A few moments later, her intercom light blinked.
“Amara,” his voice came through, low and even. “Can you come in for a moment?”
She stepped inside, tablet in hand.
He stood by the window, back to her, city lights stretched in the distance. “Do you ever wonder,” he began, still facing outward, “if people mistake silence for weakness?”
The question caught her off guard. “Sometimes,” she said carefully.
He turned then; his gaze sharp but unreadable. “You don’t seem to care what people think.”
“I do,” she admitted. “I just don’t think it changes much.”
Something flickered across his expression, curiosity, maybe. “That’s a rare kind of answer.”
She tilted her head slightly. “You asked a rare kind of question.”
That earned the faintest ghost of a smile, there and gone in a second. He went back to his desk, the moment closing as quickly as it had opened.
“You can go,” he said, tone back to business.
But she knew or rather, felt that something about that brief exchange would stay with them both longer than they intended.
That evening, as Amara typed the last few lines of a report, she noticed the building’s floor had gone nearly silent. Everyone had left, save for Adrian, who was still in his office, light spilling beneath the door.
She hesitated a moment before shutting down her system. It wasn’t concern exactly, more a quiet recognition. He never seemed to stop.
She packed her things and glanced out through the glass partition. He was still at his desk, focused, composed, every movement deliberate.
She considered knocking, saying goodnight, maybe. But thought better of it.
By the time she reached the elevator, she could still feel the hum of the day beneath her skin, that steady, controlled current that followed her home like the echo of an unsaid thought.
Weekend again.
Caleb had convinced her to visit the park near the pier this time. A bigger space, more open. Children ran between fountains, kites swayed against the sky.
She sat with a book on her lap, but she wasn’t reading. Caleb was racing another boy to the edge of the grass.
“Careful, sweetheart!” she called, laughing.
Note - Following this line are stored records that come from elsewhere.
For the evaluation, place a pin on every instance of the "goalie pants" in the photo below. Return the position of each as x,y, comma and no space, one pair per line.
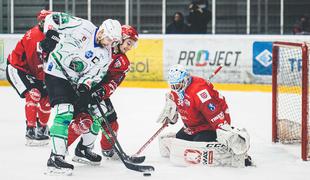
34,92
202,136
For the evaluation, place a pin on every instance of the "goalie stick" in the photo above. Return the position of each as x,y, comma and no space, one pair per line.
135,167
127,160
166,122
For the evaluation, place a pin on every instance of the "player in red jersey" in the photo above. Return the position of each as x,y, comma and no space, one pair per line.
116,74
205,116
25,73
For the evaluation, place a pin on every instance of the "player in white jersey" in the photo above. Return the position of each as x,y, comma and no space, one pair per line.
78,58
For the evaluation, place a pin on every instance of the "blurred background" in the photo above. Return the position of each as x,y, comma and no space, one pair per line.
154,16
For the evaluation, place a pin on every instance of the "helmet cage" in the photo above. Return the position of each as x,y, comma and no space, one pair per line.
178,79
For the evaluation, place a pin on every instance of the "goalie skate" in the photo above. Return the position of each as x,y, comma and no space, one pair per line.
56,165
110,155
84,155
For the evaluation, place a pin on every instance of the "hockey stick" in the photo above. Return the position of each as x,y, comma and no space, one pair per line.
122,155
135,167
152,138
165,124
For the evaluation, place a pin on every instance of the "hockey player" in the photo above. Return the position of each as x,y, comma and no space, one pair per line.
116,74
206,119
25,73
78,59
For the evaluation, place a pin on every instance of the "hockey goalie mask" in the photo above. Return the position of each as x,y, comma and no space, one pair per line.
110,33
130,38
178,78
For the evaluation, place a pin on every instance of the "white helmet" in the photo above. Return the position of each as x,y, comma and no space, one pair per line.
178,78
112,29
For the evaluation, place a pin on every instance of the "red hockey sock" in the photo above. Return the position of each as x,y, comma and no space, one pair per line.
30,110
72,134
44,110
105,144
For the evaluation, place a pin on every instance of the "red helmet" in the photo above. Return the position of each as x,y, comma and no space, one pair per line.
42,14
129,32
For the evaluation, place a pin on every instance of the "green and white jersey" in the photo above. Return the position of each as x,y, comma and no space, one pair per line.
82,58
61,22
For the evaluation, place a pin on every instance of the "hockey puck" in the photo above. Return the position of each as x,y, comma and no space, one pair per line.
147,174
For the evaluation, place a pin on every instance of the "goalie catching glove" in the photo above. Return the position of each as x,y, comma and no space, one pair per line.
169,113
237,140
51,40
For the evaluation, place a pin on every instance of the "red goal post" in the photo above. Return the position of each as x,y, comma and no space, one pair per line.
290,97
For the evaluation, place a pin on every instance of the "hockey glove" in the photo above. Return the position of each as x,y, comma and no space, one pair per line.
99,92
84,96
49,43
169,112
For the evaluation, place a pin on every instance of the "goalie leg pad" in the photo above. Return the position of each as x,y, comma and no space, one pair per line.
238,140
164,142
211,154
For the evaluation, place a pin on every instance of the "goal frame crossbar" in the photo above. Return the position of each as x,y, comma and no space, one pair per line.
304,92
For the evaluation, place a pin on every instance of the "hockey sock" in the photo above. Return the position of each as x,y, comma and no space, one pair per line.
72,134
59,129
32,98
80,125
105,144
89,139
44,110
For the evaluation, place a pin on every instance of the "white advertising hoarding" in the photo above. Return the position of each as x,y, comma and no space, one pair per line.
246,58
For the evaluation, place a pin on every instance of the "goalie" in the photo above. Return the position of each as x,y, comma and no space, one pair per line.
207,137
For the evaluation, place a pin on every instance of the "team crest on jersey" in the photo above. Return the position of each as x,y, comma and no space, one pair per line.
204,95
117,64
50,66
84,38
89,54
211,106
186,102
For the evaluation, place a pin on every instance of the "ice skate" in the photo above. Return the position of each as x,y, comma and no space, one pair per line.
56,165
43,135
33,138
248,161
84,155
110,154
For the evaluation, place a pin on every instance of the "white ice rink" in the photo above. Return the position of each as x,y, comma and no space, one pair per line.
138,110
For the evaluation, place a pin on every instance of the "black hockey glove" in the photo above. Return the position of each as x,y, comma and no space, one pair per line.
51,39
84,96
99,92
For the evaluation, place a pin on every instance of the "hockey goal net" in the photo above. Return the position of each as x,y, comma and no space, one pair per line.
290,82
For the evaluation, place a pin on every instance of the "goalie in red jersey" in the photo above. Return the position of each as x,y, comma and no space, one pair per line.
89,125
206,120
25,73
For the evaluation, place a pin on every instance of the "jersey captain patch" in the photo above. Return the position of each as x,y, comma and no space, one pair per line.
203,95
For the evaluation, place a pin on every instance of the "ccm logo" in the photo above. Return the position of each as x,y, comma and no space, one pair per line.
192,156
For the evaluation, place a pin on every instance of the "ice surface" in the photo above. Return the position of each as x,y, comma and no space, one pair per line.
138,110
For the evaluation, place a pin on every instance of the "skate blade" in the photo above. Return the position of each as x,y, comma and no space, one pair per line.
52,171
34,143
84,161
113,158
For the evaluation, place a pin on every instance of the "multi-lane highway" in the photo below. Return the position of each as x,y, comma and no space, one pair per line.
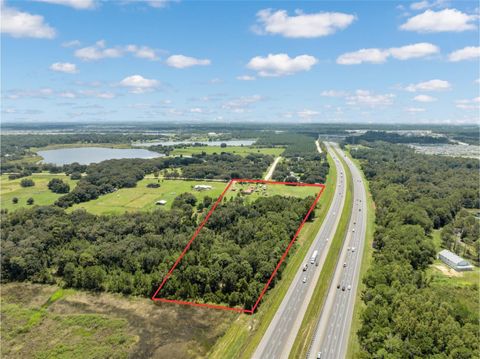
333,328
280,335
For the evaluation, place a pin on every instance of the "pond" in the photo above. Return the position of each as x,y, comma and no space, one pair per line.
87,155
208,143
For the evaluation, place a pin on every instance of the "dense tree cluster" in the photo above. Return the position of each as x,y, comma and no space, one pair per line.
229,262
393,137
406,315
56,185
302,162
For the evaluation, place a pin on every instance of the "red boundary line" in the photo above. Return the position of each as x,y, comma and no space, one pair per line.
265,288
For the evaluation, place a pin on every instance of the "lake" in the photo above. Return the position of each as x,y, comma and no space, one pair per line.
87,155
208,143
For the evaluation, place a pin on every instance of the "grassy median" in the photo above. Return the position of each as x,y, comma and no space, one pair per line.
245,333
306,331
353,345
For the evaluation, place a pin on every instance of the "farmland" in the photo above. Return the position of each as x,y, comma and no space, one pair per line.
238,150
40,192
88,325
142,198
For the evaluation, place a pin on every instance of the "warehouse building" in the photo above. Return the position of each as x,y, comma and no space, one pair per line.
454,261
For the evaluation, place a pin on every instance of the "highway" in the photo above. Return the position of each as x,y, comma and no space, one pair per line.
282,331
333,328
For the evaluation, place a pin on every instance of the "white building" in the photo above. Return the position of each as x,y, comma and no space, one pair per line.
454,261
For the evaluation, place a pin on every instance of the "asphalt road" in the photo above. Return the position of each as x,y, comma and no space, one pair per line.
333,328
280,335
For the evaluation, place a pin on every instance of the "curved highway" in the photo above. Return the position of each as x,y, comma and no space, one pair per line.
280,335
333,328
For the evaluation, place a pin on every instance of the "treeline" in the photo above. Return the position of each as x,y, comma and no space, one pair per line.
406,315
301,160
393,137
111,175
228,263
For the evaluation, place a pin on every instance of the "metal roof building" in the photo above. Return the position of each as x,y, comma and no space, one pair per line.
454,261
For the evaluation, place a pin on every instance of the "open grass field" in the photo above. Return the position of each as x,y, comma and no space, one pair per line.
40,192
315,306
268,190
239,150
353,344
244,334
142,198
43,321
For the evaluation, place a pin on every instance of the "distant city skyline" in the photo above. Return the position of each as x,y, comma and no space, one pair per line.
184,61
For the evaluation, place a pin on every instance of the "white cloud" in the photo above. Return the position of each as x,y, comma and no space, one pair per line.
367,98
64,67
302,25
181,61
378,56
307,114
76,4
421,49
97,52
245,78
432,85
281,64
73,43
333,93
467,53
424,98
414,109
142,52
445,20
472,104
22,24
240,104
374,56
139,84
100,51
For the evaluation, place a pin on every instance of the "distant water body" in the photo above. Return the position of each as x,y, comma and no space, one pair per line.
208,143
87,155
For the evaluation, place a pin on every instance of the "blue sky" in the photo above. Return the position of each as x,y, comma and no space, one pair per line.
186,61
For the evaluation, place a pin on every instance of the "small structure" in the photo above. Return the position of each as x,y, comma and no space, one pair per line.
454,261
201,187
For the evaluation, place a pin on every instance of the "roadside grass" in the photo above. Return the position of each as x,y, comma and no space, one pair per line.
45,321
238,150
245,333
40,193
353,350
307,328
142,198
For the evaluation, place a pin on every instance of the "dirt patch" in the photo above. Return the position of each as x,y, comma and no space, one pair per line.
449,272
151,330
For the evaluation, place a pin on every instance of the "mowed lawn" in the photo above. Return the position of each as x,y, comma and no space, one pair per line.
268,190
40,192
142,198
239,150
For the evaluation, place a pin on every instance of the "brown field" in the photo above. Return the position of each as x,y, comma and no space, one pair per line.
45,321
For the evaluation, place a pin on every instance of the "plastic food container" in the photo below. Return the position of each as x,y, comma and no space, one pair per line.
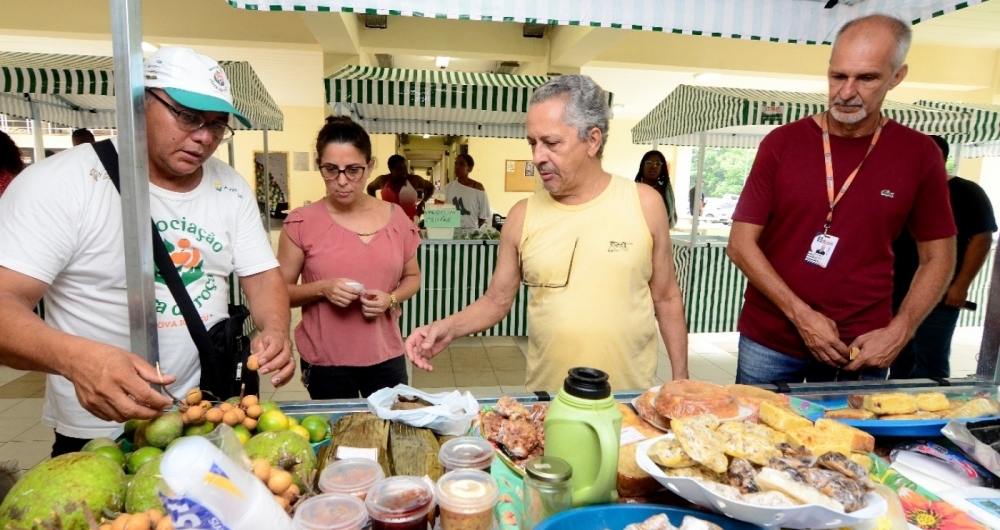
466,452
331,512
400,503
351,476
466,499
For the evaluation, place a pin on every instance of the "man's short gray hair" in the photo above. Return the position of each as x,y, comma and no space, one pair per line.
899,28
586,104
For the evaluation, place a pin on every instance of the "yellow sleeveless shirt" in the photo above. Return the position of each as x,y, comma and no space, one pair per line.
590,306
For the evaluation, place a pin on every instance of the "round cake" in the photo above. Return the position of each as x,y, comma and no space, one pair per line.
684,398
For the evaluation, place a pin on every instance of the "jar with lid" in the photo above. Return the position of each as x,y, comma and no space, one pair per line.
547,489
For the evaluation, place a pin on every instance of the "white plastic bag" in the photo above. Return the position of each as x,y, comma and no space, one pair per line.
452,412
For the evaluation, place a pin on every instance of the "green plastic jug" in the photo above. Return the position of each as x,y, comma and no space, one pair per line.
583,427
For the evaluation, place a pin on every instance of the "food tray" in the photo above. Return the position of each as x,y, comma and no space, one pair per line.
745,412
905,428
616,517
802,516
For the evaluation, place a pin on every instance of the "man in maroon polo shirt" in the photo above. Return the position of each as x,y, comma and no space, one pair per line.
814,227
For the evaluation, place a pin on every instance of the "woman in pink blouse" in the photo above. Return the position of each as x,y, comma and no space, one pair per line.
10,161
356,256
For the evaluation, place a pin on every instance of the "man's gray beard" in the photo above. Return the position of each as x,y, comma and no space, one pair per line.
850,118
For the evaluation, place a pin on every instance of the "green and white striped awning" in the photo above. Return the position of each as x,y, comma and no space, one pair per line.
797,21
78,91
983,137
733,117
403,101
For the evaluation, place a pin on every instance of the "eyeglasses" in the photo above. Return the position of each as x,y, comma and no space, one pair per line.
569,268
332,172
192,121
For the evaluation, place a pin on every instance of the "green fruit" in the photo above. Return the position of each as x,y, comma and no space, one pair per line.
143,493
199,430
286,450
142,457
98,442
131,426
60,488
242,433
112,452
317,427
164,429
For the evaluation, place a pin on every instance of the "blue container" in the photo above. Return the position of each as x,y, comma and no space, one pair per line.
618,516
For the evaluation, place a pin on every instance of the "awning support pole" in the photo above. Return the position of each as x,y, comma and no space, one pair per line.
36,128
126,33
696,206
267,188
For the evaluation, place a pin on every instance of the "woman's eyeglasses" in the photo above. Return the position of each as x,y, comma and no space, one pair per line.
332,172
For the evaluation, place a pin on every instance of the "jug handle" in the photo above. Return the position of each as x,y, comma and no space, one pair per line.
607,473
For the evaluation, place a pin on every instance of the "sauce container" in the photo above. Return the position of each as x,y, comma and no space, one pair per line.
331,511
466,499
466,452
400,503
351,476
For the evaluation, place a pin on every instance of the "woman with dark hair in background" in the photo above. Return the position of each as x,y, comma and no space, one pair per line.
10,161
653,172
357,257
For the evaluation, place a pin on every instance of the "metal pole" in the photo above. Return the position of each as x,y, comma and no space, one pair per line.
126,37
267,188
36,127
696,214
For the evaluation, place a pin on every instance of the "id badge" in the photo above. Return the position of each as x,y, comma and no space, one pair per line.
821,249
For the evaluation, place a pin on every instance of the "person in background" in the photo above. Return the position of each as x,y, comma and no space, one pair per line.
356,257
401,187
594,250
929,352
10,161
819,261
468,196
61,228
82,136
653,172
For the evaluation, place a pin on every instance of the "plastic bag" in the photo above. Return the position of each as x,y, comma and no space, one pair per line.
452,412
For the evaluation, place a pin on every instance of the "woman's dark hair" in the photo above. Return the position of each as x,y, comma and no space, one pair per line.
663,179
344,130
10,156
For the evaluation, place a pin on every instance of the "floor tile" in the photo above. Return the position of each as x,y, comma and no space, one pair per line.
27,454
510,377
30,408
37,433
485,378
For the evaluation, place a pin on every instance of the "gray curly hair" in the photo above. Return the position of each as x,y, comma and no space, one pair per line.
586,105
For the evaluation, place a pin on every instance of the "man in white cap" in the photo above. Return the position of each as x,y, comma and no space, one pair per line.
61,239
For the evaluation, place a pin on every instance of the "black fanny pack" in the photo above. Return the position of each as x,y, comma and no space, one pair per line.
224,349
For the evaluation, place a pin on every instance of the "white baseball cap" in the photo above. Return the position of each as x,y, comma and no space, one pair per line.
191,79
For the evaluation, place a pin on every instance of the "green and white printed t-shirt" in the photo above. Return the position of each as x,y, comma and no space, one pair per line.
61,223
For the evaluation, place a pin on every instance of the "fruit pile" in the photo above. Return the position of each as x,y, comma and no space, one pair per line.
279,481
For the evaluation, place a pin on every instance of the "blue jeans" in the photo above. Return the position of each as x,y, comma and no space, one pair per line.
760,365
927,355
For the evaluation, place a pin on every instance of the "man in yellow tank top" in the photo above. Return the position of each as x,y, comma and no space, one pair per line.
594,250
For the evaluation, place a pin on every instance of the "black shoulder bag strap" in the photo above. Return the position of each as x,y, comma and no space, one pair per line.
196,327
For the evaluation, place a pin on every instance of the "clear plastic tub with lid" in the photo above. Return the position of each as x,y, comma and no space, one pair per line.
466,499
400,503
351,476
466,452
331,511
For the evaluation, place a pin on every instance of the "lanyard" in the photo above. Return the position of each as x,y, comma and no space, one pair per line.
828,158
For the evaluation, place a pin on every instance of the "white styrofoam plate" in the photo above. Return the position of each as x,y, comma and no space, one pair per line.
657,421
802,516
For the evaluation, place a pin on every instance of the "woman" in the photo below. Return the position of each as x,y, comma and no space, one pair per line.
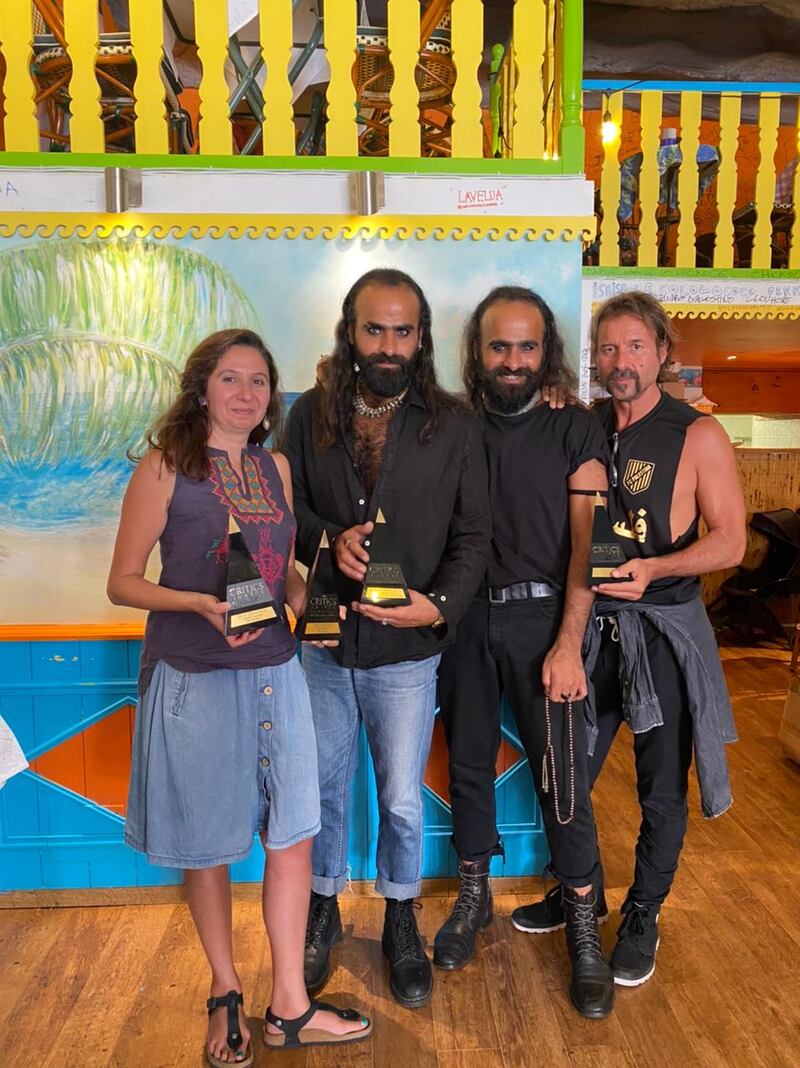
224,742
He turned, grinning. “I’m winning!”
Her heart softened.
She let her gaze drift, the murmur of the city folding around her, voices, footsteps, the scent of roasted nuts from a nearby vendor. For once, her mind felt still.
Until she saw him.
Not Adrian, but someone with the same stillness. A man standing near the water, hands in his pockets, watching the skyline. The resemblance was fleeting — the line of the shoulders, maybe the quiet composure.
She blinked, and the image faded back into reality. Just a stranger.
Still, she smiled faintly to herself. Maybe that was the oddest thing about familiarity, how it sometimes followed you into places it didn’t belong.
Caleb came running back, face flushed. “Mom, I’m hungry.”
She stood, brushing grass off her jeans. “Then it’s time for sandwiches.”
As they walked toward the food stand, she felt something calm settle in her chest. Whatever came next, at work, in life, she’d handle it. She always did.
Behind her, the water gleamed beneath the afternoon sun, bright and endless.